Alert Fields Breakdown
alert: The name of the alert (KubernetesPodNotHealthy).
expr: The Prometheus expression to evaluate. This alert triggers if any pod in a Pending, Unknown, or Failed state is detected.
for: The duration for which the condition should be true before the alert fires (1m or 1 minute).
labels: Additional labels to categorize the alert. In this case, we label it with a severity of critical.
annotations: Descriptive information about the alert.
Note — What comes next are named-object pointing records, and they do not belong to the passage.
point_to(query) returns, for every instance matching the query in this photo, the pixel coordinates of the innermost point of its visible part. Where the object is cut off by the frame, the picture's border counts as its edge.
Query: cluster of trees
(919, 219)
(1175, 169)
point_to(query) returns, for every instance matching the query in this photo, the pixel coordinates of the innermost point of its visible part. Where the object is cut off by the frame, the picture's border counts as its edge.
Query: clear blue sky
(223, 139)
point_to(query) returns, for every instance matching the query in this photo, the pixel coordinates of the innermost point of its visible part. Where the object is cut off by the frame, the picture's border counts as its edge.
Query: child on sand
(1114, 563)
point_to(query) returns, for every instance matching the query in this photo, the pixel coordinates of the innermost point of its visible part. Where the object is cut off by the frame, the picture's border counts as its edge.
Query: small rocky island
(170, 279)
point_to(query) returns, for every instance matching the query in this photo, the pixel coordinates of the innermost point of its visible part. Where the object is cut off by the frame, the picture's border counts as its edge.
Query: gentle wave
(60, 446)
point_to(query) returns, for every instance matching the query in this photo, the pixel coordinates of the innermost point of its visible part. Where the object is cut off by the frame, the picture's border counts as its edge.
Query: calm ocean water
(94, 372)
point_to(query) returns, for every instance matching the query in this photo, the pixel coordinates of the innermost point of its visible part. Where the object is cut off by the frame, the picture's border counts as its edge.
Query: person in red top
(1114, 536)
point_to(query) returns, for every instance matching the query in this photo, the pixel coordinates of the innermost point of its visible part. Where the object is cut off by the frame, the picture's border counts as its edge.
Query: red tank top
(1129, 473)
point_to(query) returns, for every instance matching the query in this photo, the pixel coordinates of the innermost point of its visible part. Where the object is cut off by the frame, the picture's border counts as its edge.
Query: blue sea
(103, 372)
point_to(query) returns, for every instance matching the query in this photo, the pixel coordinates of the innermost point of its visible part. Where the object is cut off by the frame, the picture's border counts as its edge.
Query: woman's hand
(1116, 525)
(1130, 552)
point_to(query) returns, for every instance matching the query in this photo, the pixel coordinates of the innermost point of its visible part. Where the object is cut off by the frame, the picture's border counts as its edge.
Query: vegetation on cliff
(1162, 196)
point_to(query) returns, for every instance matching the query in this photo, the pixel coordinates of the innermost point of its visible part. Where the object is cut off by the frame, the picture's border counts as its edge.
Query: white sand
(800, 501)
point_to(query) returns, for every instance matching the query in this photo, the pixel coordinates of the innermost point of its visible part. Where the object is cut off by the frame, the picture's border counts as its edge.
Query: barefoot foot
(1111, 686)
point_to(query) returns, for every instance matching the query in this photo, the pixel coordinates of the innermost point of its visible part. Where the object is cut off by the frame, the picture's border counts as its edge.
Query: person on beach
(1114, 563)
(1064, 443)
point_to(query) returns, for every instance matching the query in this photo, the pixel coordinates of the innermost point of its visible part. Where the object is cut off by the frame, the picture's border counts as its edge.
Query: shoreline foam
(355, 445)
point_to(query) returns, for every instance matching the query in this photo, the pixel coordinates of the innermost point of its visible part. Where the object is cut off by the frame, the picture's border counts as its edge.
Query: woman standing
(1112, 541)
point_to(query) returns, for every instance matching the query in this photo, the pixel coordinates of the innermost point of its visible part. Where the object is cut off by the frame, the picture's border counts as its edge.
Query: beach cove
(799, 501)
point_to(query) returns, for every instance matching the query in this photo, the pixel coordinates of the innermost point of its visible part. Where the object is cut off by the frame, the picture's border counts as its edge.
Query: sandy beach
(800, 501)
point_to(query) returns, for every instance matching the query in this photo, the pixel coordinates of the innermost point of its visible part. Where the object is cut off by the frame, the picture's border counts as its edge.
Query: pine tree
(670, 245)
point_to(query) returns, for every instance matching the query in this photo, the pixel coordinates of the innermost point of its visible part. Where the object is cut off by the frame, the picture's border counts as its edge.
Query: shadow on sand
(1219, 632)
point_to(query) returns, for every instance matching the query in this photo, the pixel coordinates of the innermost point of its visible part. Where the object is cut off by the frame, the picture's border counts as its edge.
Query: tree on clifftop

These fields can provide context when the alert is triggered:
— — summary: A brief description of the alert (Kubernetes Pod not healthy (instance labels.instance )).
— — description: A detailed description that includes dynamic values from the alert labels (Pod $labels.namespace /labels.pod has been in a non-running state for longer than 15 minutes.\n VALUE = value \n LABELS = $labels ).
These fields help to provide clarity and context when an alert is triggered, making it easier to diagnose and respond to issues in your cluster.
For more examples of custom Prometheus alert rules, you can refer to this Awesome Prometheus Alerts repository.
Step 5: Cleanup
If you want to remove Prometheus, Alertmanager, and Grafana from your Kubernetes cluster, you can do so with the following commands:
- Uninstall the Helm Chart:
helm uninstall kube-prometheus-stack
- Verify Resources Are Deleted:
Check that the Prometheus, AlertManager, and Grafana resources have been removed:
kubectl get all -l release=kube-prometheus-stack
Conclusion
In this guide, we have successfully set up Prometheus and Alertmanager in a Kubernetes cluster using Helm and configured custom alert rules to monitor the cluster’s health. We also explored the components of an alert rule to better understand how they work. This setup provides a robust monitoring solution that can be further extended and customized to suit your needs. For more examples of custom Prometheus alert rules, you can refer to this Awesome Prometheus Alerts repository.